Monday, July 27, 2015
Street Dogs in the Night
At one in the morning, without warning, all hell broke loose; the neighbor’s dogs barking sounded scared. The Sato Hill Gang awoke from a snooze on the porch, galloped down the drive to investigate. The two terriers from up the hill joined the uproar with their fiercest, we’ll rip your ankle off bark and growl combos.
Before I could get out of bed, dogs were circling my house. The yip of one in pain sounded close; it was here, by my house. Was someone kicking a dog? Puerto Rico is a poor island, so once in a while men walk the roads at night in search of opportunity.
The pained yips came from my carport. Good heavens, my car, I looked around for a weapon; not seeing one in my currently stressed out state, I prayed turning the lights on would frighten away any mal-traitor.
Barking continued in all out panic at my neighbor’s, but only Blondie barked on my porch. My boys weren’t barking. Lucky and Robert Redford, two year old adult males defend the house bravely, so I calmed somewhat and opened the front door.
Dominic, the baby border collie jumped on my leg wanting re-assurance or, better yet, to go in the house. Robert Redford sat near the open door; Lucky followed him into a sit. I opened the door; they quickly filed in.

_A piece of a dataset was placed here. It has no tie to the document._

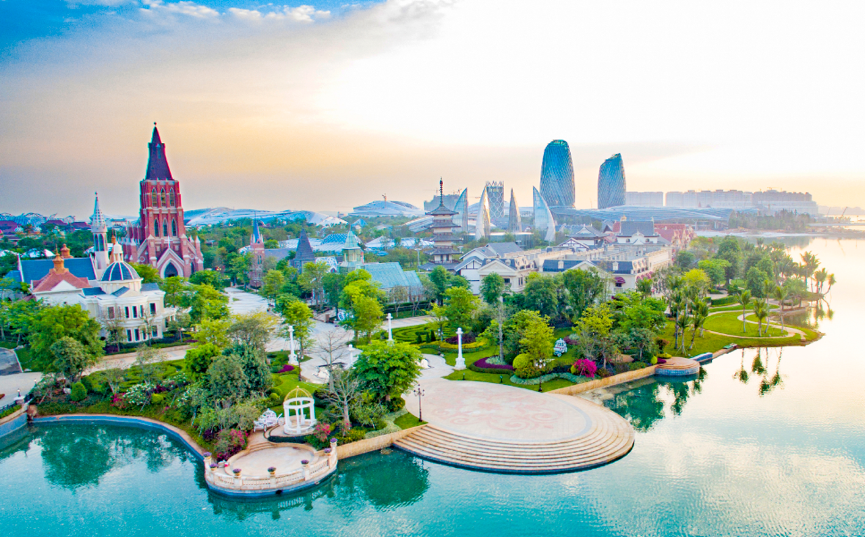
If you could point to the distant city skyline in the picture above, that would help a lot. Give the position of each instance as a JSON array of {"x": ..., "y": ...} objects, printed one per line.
[{"x": 329, "y": 107}]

Blondie barks from the carport sounded halfhearted, but clearly, she had something cornered under my car. I knew it had to be a female dog, a bitch. If it were a rat, I’d have to pry all the dogs away.
Not wanting my face too near whatever hid, I walked to the bottom of the ramp. From there I could see the outline of a fat, short coated, brown dog with little prick ears crouched by a front tire.

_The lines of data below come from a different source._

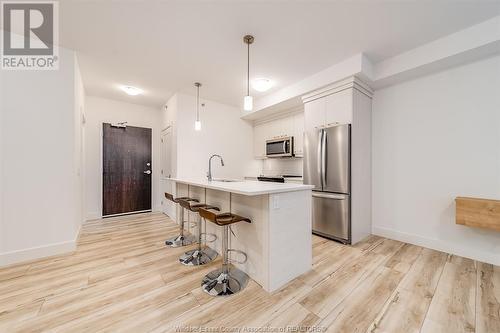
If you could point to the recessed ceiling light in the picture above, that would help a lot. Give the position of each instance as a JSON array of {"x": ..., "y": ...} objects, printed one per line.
[
  {"x": 262, "y": 84},
  {"x": 132, "y": 91}
]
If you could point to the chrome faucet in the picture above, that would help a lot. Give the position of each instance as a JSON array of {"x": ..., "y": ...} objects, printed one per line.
[{"x": 209, "y": 173}]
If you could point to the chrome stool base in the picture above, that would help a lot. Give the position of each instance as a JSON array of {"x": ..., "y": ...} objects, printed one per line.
[
  {"x": 198, "y": 257},
  {"x": 179, "y": 241},
  {"x": 218, "y": 283}
]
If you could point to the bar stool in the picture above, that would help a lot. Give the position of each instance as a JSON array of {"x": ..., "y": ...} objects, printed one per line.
[
  {"x": 198, "y": 256},
  {"x": 228, "y": 279},
  {"x": 181, "y": 239}
]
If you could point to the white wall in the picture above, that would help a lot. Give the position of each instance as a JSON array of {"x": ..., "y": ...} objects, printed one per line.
[
  {"x": 101, "y": 110},
  {"x": 38, "y": 175},
  {"x": 435, "y": 138},
  {"x": 279, "y": 166},
  {"x": 223, "y": 133}
]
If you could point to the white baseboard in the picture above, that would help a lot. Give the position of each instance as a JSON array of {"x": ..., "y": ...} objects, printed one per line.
[
  {"x": 19, "y": 256},
  {"x": 438, "y": 245}
]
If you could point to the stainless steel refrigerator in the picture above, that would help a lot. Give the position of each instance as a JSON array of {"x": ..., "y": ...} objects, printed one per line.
[{"x": 327, "y": 166}]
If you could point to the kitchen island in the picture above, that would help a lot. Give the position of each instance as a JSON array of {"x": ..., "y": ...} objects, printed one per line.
[{"x": 278, "y": 242}]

Blondie stood between the car and the kitchen door, her now occasional barks were followed by a whine, which told me she was losing motivation. Goody, I called Blondie in the house. She’s not a girl to give up her power; she looked long over her shoulder toward the car before heading through the open door.

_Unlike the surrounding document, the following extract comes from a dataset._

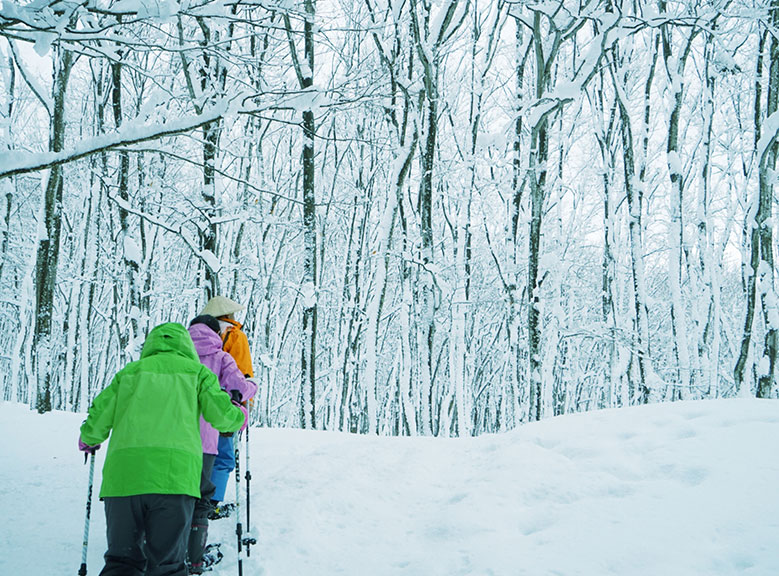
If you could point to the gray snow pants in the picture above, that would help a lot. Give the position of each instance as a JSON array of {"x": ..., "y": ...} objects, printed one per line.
[{"x": 147, "y": 534}]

Alone under the stars, I waited for chubby brown dog to stir. The light by the kitchen door allowed me to see her every move; the sweet face followed me, but she wouldn’t come out.
Lit by the Milky Way, my valley is a tropical paradise, so I walked around the yard, stared at the lake before peering in at the huddled creature under my car. Would she be here by morning?
The dogs already in their sleeping spots, only lifted heads, when I came in to go to bed. The neighbor’s dogs continued to bar another half hour.